Keisai Eisen (1790 – 1848) was a Japanese ukiyo-e artist who specialised in bijinga (pictures of beautiful women). His best works, including his okubi-e ("large head pictures"), are considered to be masterpieces of the "decadent" Bunsei Era (1818–1830). He was also known as Ikeda Eisen, and wrote under the name of Ippitsuan.
Eisen was born in Edo into the Ikeda family, the son of a noted calligrapher. He was apprenticed to Kanô Hakkeisai, from whom he took the name Keisai, and after the death of his father he studied under Kikugawa Eizan. His initial works reflected the influence of his mentor, but he soon developed his own style.
He produced a number of surimono (prints that were privately issued), erotic prints, and landscapes, including The Sixty-nine Stations of the Kiso Kaidô, which he started and which was completed by Hiroshige. However, his most famous works are the bijin-e (pictures of beautiful women) which portrayed the subjects as more worldly than those depicted by earlier artists, replacing their grace and elegance with a less studied sensuality. He produced many portraits and full-length studies depicting the fashions of the time.

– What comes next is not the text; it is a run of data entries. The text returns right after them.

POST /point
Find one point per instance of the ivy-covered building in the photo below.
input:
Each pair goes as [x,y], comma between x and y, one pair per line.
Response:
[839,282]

In addition to producing a prolific number of prints, he was a writer, producing biographies of the Forty-seven Ronin and several books, including a continuation of the Ukiyo-e Ruiko (History of Prints of the Floating World), a book which documented the lives of the ukiyo-e artists. His supplement is known as "Notes of a Nameless Old Man." He describes himself as a dissolute hard-drinker and claims to have been the owner of a brothel in Nezu in the 1830s which had burned down.